Going back in time to remember beautiful days, special moments or stories that happened to us is not always so easy. Especially if we want to recall an event minute by minute.
But how does the brain choose what things to store and what not? There is actually psychology that goes deep into these details.
-How does your brain choose memories?
In a New York University study of rats, which are often used in tests that study the human brain, researchers found that the brains of humans and mammals have a system for choosing which life experiences are important enough to stored in long-term memory and which fade over time.
The experiments found that during waking hours, cells in the brain's hippocampus fire in a specific pattern called "spike wave marking," which labels experiences relevant to movement in long-term memory storage during sleep.
As part of the research, the scientists put rats through a maze that ended with a reward for those who completed it. As the rats navigated the maze, the researchers monitored nerve cell activity through electrodes placed in the rats' brains that fed data into computer programs.
Study author physician György Buzsáki told NBC: “This labeling process during waking hours is completely unconscious.
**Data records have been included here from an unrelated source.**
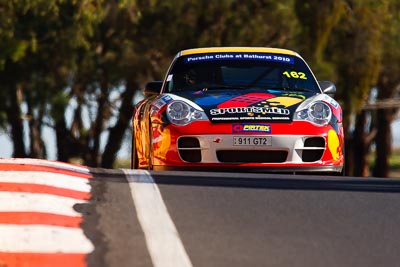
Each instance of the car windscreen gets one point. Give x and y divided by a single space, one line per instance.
240 71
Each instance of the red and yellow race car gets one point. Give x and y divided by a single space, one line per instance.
239 108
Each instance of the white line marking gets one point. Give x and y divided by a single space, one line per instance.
46 178
46 163
162 238
34 202
43 239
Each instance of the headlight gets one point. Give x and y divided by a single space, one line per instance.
317 112
181 113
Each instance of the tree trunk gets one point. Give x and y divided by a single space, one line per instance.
383 143
117 132
361 147
14 118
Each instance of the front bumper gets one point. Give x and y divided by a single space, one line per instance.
299 148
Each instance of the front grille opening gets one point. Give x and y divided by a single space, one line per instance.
189 149
190 155
252 156
315 154
315 142
312 155
188 142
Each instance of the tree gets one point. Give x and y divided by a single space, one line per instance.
388 87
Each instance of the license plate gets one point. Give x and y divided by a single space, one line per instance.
252 141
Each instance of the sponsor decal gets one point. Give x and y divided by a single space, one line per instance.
249 111
251 128
240 56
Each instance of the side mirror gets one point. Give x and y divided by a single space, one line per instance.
153 88
328 87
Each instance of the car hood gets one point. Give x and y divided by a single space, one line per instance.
247 105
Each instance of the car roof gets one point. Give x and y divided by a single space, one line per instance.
206 50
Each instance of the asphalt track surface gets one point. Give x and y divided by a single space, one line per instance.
231 219
141 218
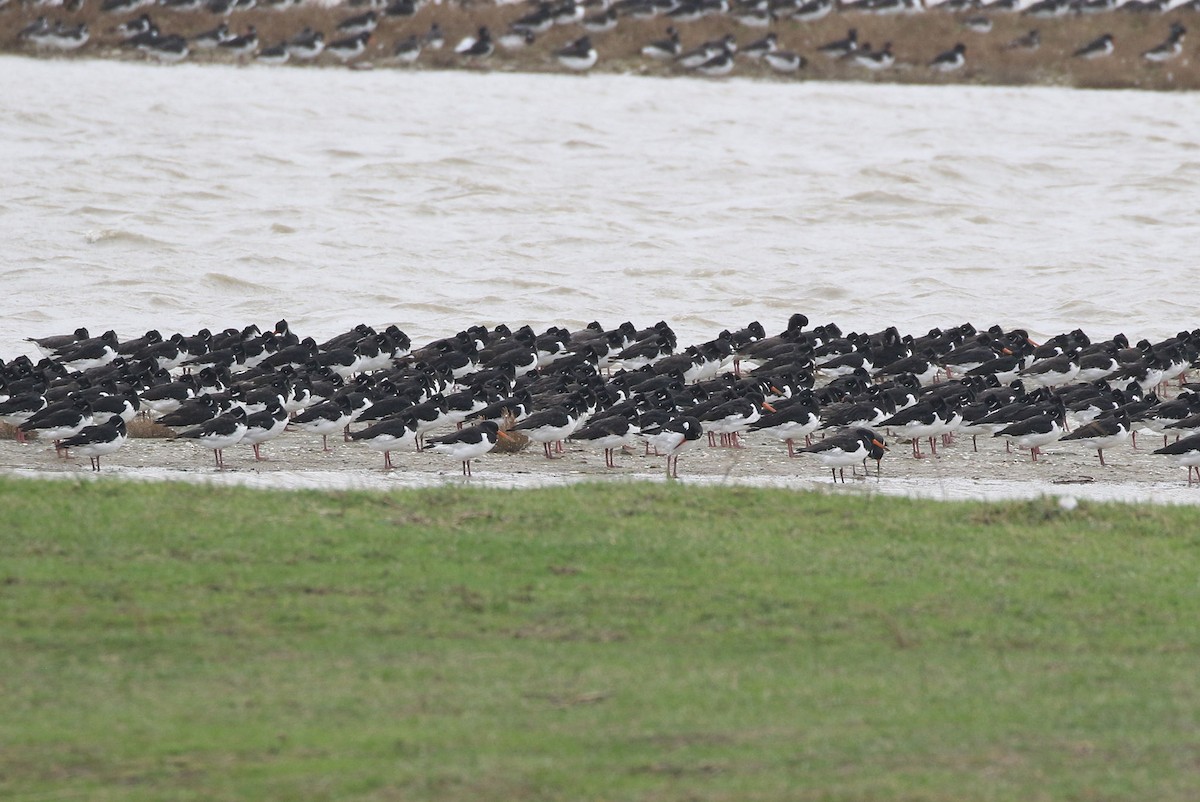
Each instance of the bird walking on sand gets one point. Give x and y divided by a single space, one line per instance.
849 447
467 443
97 440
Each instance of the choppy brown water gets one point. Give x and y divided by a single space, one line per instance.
139 197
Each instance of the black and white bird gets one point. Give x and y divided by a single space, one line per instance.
466 444
1103 432
325 418
219 434
850 447
1033 432
97 440
389 435
579 55
792 420
951 60
881 59
51 345
408 49
1185 452
1097 48
19 408
244 45
60 422
477 47
307 45
610 434
671 437
263 426
550 426
1168 51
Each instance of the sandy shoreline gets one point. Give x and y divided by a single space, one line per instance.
295 461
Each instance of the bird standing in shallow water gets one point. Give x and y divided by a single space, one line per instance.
468 443
849 447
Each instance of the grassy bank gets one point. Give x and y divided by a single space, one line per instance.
592 642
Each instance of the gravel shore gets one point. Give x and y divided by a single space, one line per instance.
295 461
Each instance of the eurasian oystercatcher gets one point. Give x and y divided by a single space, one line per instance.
264 425
793 419
579 55
847 447
951 60
610 434
97 440
1165 52
389 435
1185 452
1103 432
467 443
671 437
219 434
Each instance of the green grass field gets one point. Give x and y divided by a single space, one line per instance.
593 642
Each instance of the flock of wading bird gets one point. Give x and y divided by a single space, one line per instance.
369 31
612 389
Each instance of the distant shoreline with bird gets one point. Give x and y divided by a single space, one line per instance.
1084 43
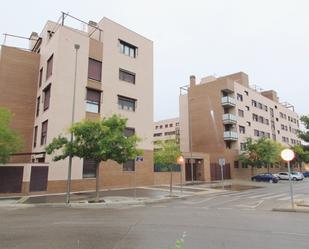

The brain decides on its own, instead of us voluntarily deciding.”
-How can we choose which memories to keep
However, if you're worried about forgetting memories that haven't been 'tagged' by your brain, Buzsáki says brain rest is essential. Giving the examples of movies and television, he said: "If you watch a movie and want to remember it, it's better to go for a walk afterwards and probably a few hours later you'll remember it completely," he concludes.